Even if we manage to fix the biases in these automated systems, that doesn’t make them benign, says ACLU senior policy analyst Jay Stanley. He says that changing CCTV cameras from passive into active observers could have a huge chilling effect on civil society.
“We want people to not just be free, but to feel free.”
“We want people to not just be free, but to feel free. And that means that they don’t have to worry about how an unknown, unseen audience may be interpreting or misinterpreting their every movement and utterance,” says Stanley. “The concern is that people will begin to monitor themselves constantly, worrying that everything they do will be misinterpreted and bring down negative consequences on their life.”
Stanley also says that false alarms from inaccurate AI surveillance could also lead to more dangerous confrontations between law enforcement and members of the public. Think of the shooting of Daniel Shaver, for example, in which a police officer was called to a hotel room in Texas after Shaver was seen with a gun. Police Sergeant Charles Langley gunned down Shaver while he was crawling on the floor toward him as requested.

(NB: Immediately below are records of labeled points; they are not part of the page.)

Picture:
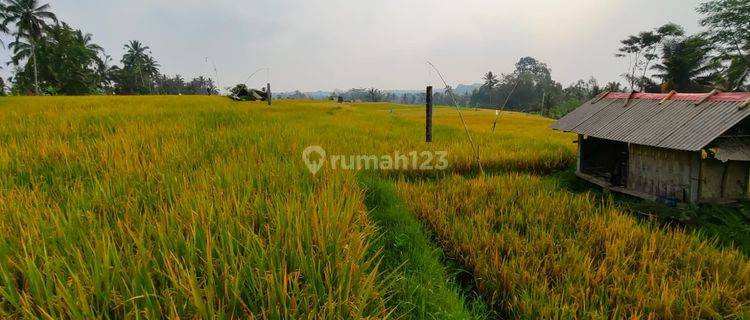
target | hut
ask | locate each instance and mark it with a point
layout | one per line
(675, 147)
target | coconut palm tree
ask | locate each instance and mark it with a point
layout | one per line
(686, 65)
(31, 21)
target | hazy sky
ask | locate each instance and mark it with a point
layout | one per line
(318, 44)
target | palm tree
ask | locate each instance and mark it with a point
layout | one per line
(31, 22)
(140, 62)
(686, 65)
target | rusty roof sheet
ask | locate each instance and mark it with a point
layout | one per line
(683, 122)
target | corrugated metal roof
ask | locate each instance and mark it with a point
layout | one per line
(678, 123)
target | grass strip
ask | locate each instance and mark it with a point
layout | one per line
(423, 286)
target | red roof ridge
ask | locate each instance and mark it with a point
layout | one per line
(722, 96)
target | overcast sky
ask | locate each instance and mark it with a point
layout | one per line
(316, 44)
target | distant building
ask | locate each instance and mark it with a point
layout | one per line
(681, 148)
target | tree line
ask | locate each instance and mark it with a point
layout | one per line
(49, 57)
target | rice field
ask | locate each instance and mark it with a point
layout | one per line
(200, 207)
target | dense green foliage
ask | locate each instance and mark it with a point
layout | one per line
(52, 58)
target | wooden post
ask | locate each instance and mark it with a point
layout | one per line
(428, 99)
(268, 93)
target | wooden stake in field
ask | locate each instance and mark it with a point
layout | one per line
(268, 93)
(429, 113)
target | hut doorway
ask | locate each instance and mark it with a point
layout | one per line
(605, 160)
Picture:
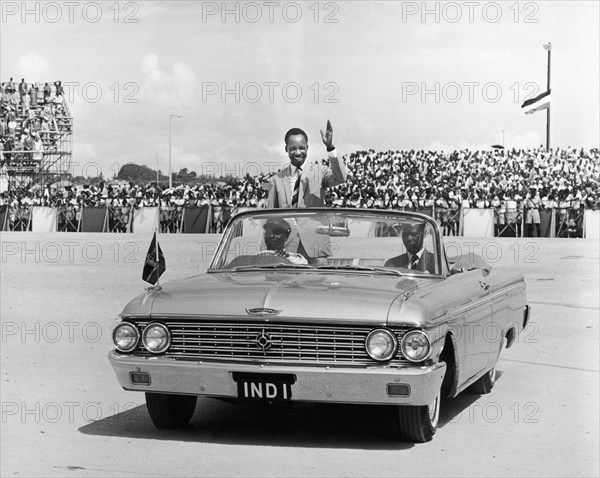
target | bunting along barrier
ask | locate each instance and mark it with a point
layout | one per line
(196, 220)
(591, 224)
(478, 222)
(94, 219)
(547, 223)
(145, 220)
(44, 219)
(428, 211)
(3, 217)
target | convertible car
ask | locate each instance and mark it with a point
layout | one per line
(323, 305)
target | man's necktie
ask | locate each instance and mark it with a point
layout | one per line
(296, 189)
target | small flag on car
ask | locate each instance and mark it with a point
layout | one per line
(155, 263)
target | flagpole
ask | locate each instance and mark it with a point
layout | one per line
(549, 49)
(157, 257)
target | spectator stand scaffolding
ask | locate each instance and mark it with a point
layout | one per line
(36, 135)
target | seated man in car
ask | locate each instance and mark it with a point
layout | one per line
(415, 257)
(276, 233)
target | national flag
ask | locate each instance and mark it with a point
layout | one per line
(155, 263)
(538, 103)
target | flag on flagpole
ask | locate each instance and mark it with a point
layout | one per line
(155, 263)
(540, 102)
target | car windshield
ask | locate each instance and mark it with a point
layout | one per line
(326, 240)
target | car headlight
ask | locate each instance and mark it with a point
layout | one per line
(415, 346)
(126, 337)
(156, 338)
(381, 345)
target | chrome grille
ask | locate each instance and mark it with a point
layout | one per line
(289, 343)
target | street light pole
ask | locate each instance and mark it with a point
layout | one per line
(170, 173)
(548, 48)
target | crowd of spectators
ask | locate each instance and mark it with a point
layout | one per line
(31, 118)
(510, 181)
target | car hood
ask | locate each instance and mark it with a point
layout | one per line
(339, 297)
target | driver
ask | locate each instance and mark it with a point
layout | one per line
(277, 232)
(415, 257)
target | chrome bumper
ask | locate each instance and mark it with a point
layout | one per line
(368, 385)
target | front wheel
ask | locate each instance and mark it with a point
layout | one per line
(485, 383)
(170, 411)
(419, 423)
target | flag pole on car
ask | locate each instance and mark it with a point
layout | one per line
(155, 263)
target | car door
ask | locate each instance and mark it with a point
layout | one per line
(475, 323)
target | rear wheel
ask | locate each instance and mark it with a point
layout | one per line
(170, 411)
(419, 423)
(485, 383)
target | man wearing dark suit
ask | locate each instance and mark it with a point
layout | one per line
(302, 184)
(415, 257)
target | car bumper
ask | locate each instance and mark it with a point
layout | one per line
(368, 385)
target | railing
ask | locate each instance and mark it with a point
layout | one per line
(555, 222)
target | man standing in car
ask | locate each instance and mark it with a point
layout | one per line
(302, 184)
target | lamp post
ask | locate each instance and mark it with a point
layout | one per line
(548, 48)
(170, 174)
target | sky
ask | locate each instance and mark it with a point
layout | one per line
(389, 75)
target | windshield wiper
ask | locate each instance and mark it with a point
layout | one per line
(268, 266)
(351, 267)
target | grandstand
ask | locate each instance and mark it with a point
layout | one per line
(48, 118)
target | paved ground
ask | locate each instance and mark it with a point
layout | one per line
(63, 413)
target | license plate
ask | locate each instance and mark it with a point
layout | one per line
(256, 386)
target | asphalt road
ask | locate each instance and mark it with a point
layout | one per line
(64, 414)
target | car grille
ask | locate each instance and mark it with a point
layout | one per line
(283, 343)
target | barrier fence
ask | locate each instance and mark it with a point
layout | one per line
(469, 222)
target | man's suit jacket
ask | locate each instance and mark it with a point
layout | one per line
(426, 262)
(315, 179)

The gun Shaver was seen with was revealed to be a pellet gun used in his pest-control job.
If a human can make such an error, what chance does a computer have? And if surveillance systems become even partially automated, will such errors become more or less common? “If the technology is out there, there will be some police forces out there looking at it,” says Stanley.

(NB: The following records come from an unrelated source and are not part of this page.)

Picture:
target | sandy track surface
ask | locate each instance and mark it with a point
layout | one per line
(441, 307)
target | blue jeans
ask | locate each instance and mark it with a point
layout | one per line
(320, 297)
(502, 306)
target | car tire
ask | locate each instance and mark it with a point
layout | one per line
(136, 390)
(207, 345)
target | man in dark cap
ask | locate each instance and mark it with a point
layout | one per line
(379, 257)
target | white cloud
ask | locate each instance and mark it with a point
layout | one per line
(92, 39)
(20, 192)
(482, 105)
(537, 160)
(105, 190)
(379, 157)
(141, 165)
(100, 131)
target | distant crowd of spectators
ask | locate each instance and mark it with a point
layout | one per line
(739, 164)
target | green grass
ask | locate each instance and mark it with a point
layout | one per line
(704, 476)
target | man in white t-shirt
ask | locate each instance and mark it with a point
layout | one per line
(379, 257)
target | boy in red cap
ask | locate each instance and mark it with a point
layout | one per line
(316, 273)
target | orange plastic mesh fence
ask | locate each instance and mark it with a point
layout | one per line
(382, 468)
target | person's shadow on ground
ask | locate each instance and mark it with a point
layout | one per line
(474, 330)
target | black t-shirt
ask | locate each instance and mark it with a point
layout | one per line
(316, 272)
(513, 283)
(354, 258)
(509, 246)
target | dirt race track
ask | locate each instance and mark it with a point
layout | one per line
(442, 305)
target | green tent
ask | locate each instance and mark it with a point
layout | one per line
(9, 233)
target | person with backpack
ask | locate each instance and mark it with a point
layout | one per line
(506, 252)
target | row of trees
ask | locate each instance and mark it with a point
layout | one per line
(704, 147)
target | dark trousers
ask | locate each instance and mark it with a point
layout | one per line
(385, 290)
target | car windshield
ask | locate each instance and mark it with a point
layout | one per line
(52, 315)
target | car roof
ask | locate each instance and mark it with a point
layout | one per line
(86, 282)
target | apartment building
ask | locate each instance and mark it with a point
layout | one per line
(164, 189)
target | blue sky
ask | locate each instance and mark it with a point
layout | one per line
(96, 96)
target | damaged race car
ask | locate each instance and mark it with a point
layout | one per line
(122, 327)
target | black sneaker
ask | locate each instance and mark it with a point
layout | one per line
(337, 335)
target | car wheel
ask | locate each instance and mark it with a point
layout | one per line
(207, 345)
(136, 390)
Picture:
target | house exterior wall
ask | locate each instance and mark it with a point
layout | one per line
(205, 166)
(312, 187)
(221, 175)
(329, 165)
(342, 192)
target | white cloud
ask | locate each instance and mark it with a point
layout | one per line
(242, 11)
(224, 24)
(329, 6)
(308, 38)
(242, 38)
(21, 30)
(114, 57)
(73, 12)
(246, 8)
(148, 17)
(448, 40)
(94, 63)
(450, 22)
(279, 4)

When AI surveillance becomes common, who will regulate the algorithms?
Whittaker says what we’re seeing in this field is only one part of a larger trend in AI, in which we use these relatively crude tools to try and classify people based on their image. She points to controversial research published last year that claimed to be able to identify sexuality using facial recognition as a similar example. The accuracy of the AI’s results was questionable, but critics pointed out that it didn’t matter whether or not it worked; it mattered whether people believed it worked and made judgments using this data all the same.
“It’s troubling to me that a lot of these systems are being pumped into our core infrastructure without the democratic process that would allow us to ask questions about their effectiveness, or to inform the populations they’ll be deployed on,” says Whittaker. “This is one more example in the drumbeat of algorithmic systems that are offering to classify and determine the typology of individuals based on pattern recognition drawn from data that embed cultural and historical biases.”

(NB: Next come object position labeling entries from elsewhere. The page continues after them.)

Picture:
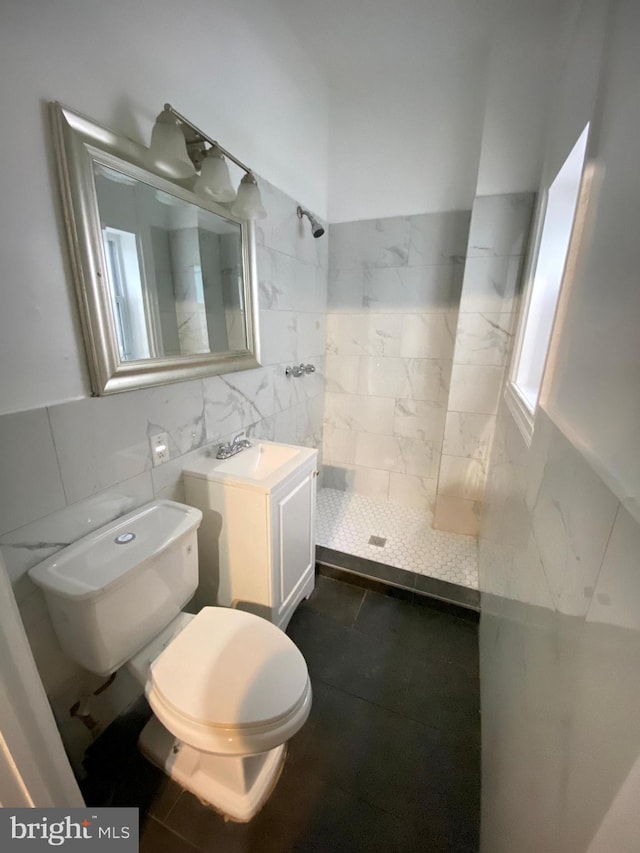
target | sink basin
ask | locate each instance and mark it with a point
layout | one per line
(261, 467)
(260, 461)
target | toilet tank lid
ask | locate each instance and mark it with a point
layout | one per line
(101, 559)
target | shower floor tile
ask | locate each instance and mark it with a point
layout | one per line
(351, 523)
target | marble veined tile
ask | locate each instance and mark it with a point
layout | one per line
(384, 377)
(342, 373)
(311, 335)
(278, 336)
(428, 336)
(483, 339)
(461, 477)
(438, 238)
(457, 515)
(345, 289)
(370, 414)
(491, 284)
(409, 490)
(339, 445)
(378, 451)
(468, 434)
(500, 224)
(616, 595)
(31, 482)
(423, 419)
(364, 334)
(369, 243)
(408, 290)
(475, 388)
(429, 379)
(364, 481)
(235, 400)
(572, 521)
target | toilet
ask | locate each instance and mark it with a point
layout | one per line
(227, 688)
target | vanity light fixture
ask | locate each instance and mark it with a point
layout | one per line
(179, 149)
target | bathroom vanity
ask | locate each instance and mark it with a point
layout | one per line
(257, 538)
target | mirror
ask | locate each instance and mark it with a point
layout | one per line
(166, 281)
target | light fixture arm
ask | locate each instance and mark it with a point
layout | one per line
(199, 136)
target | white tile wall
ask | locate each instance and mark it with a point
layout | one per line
(394, 289)
(483, 338)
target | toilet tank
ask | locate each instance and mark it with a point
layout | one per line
(111, 592)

When we ask IC Realtime about problems of how AI surveillance could be abused, they gave an answer that’s common in the tech industry: these technologies are value neutral, and it’s only how they’re implemented and by whom that makes them either good or bad. “With any new technology there’s a danger it could fall into the wrong hands,” says Sailor. “That’s true of any technology … and I think the pros in this aspect greatly outweigh the cons.”